We are definitely more connected than ever... but to what?



The vast majority of our interactions with other people now happen through a screen, and it is affecting our ability to empathize, to listen, to communicate -- the medium is the message, and the message is re-wiring our brains, affecting evolution in ways that aren't as physically apparent as the loss of a tail or the addition of an opposable thumb.



Researchers say we check our phones an average of 150 times a day (and that includes someone like my dad, who checks his phone twice a year; the real numbers, especially for younger generations -- i.e. the future -- are much higher). Look at the degeneration of attention spans, the prevalence of ADHD diagnoses, the rise of "life-hacking" shortcuts, the abundance of snippet journalism, the escalation of violence in "casual" interactions -- patience is a virtue much maligned.



We are gadget rich and too poor to pay attention.



Then again, consider the cost of paying attention. There are very few things one can do alone that feel as good as finishing a run in the warm island sun and immediately plunging into the warm and welcoming Caribbean surf. And yet instead of happily dancing in the waves I keep replaying the fate of Suha Abusada, of whom I had just read online. Born severely disabled, and unable to speak, she lived 39 years in that confinement until she was killed in a Gaza clinic targeted by the recent bombings.

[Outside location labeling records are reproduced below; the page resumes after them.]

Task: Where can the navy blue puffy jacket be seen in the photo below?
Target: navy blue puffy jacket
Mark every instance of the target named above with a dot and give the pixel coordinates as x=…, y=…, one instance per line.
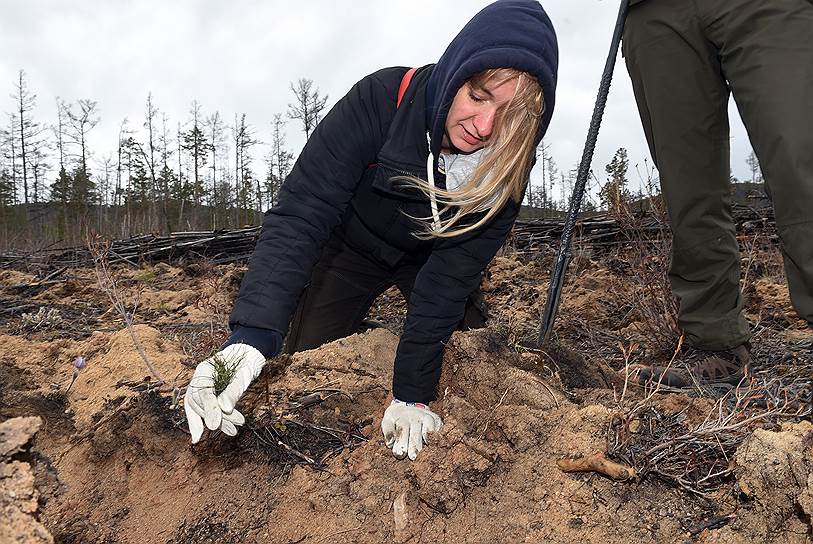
x=342, y=183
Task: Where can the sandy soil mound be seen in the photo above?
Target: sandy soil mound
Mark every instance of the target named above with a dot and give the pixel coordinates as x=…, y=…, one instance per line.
x=112, y=460
x=18, y=496
x=490, y=471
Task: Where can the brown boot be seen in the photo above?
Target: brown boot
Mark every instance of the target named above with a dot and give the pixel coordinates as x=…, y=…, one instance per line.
x=713, y=367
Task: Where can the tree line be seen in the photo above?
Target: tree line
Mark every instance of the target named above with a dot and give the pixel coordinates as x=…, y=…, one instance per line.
x=199, y=173
x=164, y=175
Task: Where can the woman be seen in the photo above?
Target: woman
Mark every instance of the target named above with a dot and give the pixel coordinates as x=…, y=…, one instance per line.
x=418, y=190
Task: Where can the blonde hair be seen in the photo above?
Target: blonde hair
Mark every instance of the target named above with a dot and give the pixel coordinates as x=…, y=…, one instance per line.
x=504, y=166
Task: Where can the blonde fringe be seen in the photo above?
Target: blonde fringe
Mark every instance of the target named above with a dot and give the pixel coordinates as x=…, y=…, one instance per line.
x=504, y=168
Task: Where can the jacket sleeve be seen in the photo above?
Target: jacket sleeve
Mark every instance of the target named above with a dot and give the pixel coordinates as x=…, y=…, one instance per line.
x=313, y=200
x=437, y=304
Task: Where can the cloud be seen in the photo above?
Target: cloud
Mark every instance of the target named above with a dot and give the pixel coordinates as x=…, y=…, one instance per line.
x=240, y=57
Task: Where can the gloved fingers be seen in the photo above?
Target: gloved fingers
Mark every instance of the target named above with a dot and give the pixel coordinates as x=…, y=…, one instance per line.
x=388, y=430
x=228, y=398
x=193, y=391
x=227, y=427
x=194, y=420
x=235, y=418
x=211, y=410
x=415, y=438
x=400, y=446
x=430, y=425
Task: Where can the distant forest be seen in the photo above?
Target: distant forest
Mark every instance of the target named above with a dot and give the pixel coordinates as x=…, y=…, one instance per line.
x=197, y=174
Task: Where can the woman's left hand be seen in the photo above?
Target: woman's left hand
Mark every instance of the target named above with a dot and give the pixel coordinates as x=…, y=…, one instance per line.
x=406, y=426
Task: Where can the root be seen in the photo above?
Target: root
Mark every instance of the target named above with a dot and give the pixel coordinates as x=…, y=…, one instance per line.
x=597, y=462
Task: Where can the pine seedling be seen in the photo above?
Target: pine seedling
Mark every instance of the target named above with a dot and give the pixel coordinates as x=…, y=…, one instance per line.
x=224, y=371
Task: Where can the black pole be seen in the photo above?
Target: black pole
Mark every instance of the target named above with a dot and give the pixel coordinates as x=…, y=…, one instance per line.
x=563, y=258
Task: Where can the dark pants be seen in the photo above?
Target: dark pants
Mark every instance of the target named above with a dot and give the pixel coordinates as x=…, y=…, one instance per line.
x=684, y=58
x=343, y=286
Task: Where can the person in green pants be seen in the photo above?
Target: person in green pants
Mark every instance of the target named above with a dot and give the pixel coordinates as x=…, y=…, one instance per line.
x=684, y=58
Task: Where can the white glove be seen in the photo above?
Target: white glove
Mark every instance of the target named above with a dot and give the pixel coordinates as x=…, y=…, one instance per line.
x=201, y=405
x=406, y=426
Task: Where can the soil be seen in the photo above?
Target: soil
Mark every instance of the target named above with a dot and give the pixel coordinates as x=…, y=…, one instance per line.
x=109, y=460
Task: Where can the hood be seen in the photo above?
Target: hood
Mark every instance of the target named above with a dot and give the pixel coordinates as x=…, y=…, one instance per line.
x=506, y=34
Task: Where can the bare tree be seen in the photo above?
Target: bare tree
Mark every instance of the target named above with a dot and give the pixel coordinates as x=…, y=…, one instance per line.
x=244, y=140
x=195, y=143
x=28, y=130
x=217, y=140
x=754, y=167
x=308, y=106
x=80, y=122
x=278, y=161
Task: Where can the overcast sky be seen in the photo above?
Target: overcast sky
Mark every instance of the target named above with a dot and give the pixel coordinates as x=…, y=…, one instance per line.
x=240, y=57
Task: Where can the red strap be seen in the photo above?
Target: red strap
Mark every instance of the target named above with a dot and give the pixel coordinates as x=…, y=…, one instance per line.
x=404, y=84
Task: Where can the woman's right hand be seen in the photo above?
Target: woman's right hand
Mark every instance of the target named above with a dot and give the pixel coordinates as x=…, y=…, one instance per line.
x=201, y=405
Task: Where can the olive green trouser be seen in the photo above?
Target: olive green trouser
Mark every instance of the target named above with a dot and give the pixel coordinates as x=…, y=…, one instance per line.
x=684, y=57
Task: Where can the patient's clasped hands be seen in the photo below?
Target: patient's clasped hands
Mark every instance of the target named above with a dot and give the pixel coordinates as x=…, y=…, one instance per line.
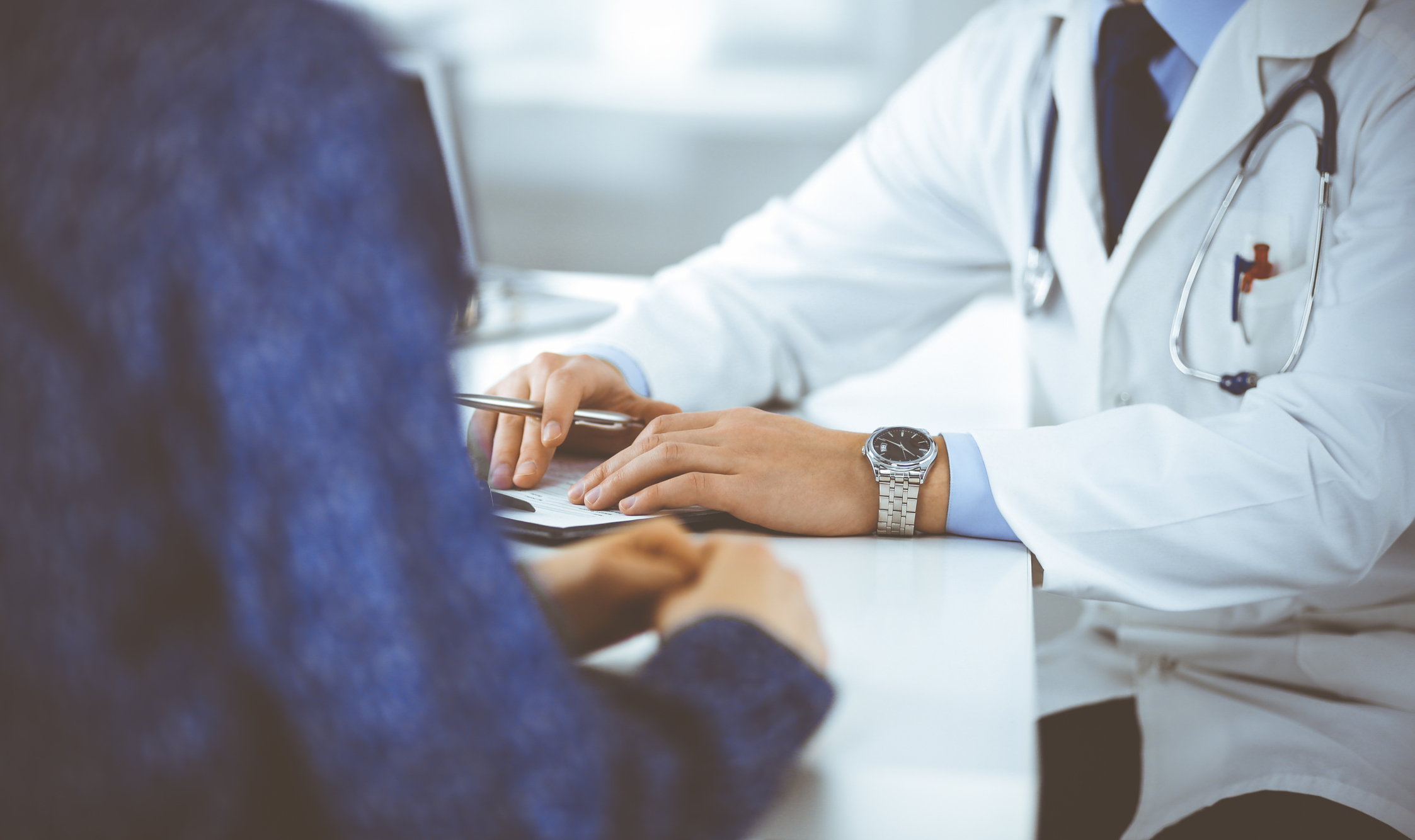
x=658, y=576
x=770, y=470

Technology is like any tool -- its impact depends on its application. I have immediate access to more information than Einstein had in his entire lifetime -- and yet, somehow I feel that if he were alive, he would advocate long stretches removed from the distraction of constant inundation. How else to think, to create, to find calm?



Once while living in London I fell in love in San Francisco with an American Italian, a gypsy soul encased in a small apartment in the corner of the fog. My mornings were her nights, her afternoons my evenings, and, oceans and continents away, there remained a vast majority of time when she was unreachable. Where previously my days were spent dreaming of companionship, now found, the spoils remained elusive. And so I became a "yes" man, eagerly affirmative for any offer of adventure or exploration -- anything to fill the time until I could see her again. Content in love, I now found myself with the hours outside of 9-5 stunningly open. It was an education.



So I decided to revisit that freedom, that detachment -- to simply be: present, quiet, inquisitive, thoughtful, silly, happy, sad, whatever. No agenda, no task list, no technologically further advanced than roughly 1979 -- just me and a book and a pen and some paper and the presence of mind to grant myself the present of time and explore what happens in the moment.